I have subclassed the tf.keras.Model
class and did what I consider to be transfer learning. Here's the code:
import tensorflow as tf
from tensorflow.keras.layers import Conv2D
from tensorflow.python.keras.applications.xception import Xception
class MyModel(tf.keras.Model):
def __init__(self, input_shape, num_classes=5, dropout_rate=0.5):
super(MyModel, self).__init__()
self.weight_dict = {}
self.weight_dict['backbone'] = Xception(input_shape=input_shape, weights='imagenet', include_top=False)
self.weight_dict['backbone'].trainable = False
self.weight_dict['outputs'] = Conv2D(num_classes, (1, 1), padding="same", activation="softmax")
def call(self, inputs, training=False):
x = self.weight_dict['backbone'](inputs)
x = self.weight_dict['outputs'](x)
return x
model = MyModel(input_shape=(256, 256, 3))

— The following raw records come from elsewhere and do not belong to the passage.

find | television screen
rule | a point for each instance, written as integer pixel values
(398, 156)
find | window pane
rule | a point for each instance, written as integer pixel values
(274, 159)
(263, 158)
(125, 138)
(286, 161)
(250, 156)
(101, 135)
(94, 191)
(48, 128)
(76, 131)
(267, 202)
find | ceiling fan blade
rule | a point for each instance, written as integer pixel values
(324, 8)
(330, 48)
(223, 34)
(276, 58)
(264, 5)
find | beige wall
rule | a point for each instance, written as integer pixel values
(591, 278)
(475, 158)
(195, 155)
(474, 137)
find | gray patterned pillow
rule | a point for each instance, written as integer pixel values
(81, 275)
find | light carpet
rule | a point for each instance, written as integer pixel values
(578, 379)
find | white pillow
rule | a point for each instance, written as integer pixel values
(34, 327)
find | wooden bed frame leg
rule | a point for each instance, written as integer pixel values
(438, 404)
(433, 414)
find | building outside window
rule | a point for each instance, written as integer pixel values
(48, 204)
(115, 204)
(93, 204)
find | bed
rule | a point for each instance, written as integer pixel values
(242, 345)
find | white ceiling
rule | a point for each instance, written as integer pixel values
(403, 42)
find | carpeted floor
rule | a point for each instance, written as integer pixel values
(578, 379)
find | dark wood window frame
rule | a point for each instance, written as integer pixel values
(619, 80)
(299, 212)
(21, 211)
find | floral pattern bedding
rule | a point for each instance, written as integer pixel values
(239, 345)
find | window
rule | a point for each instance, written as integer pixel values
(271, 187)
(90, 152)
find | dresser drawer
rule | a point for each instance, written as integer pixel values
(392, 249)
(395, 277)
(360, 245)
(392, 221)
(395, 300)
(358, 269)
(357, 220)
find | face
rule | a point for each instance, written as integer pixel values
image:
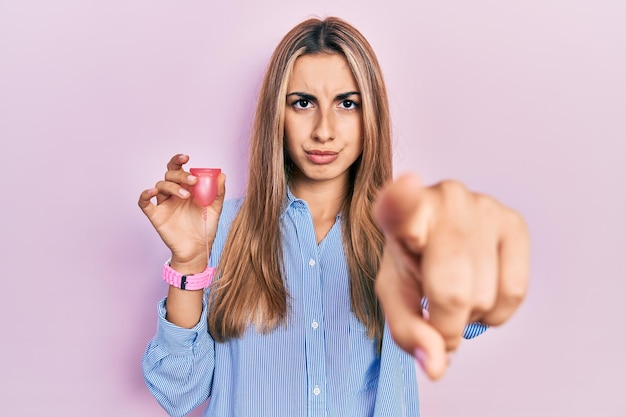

model.compute_output_shape(input_shape=(None, 256, 256, 3))
model.summary()
Here's the output of model.summary()
:
Layer (type) Output Shape Param #
=================================================================
conv2d_5 (Conv2D) multiple 10245
=================================================================
Total params: 20,871,725
Trainable params: 10,245
Non-trainable params: 20,861,480
I suppose that the backbone has successfully been initialized. However, why does it not show up in the output of .summary()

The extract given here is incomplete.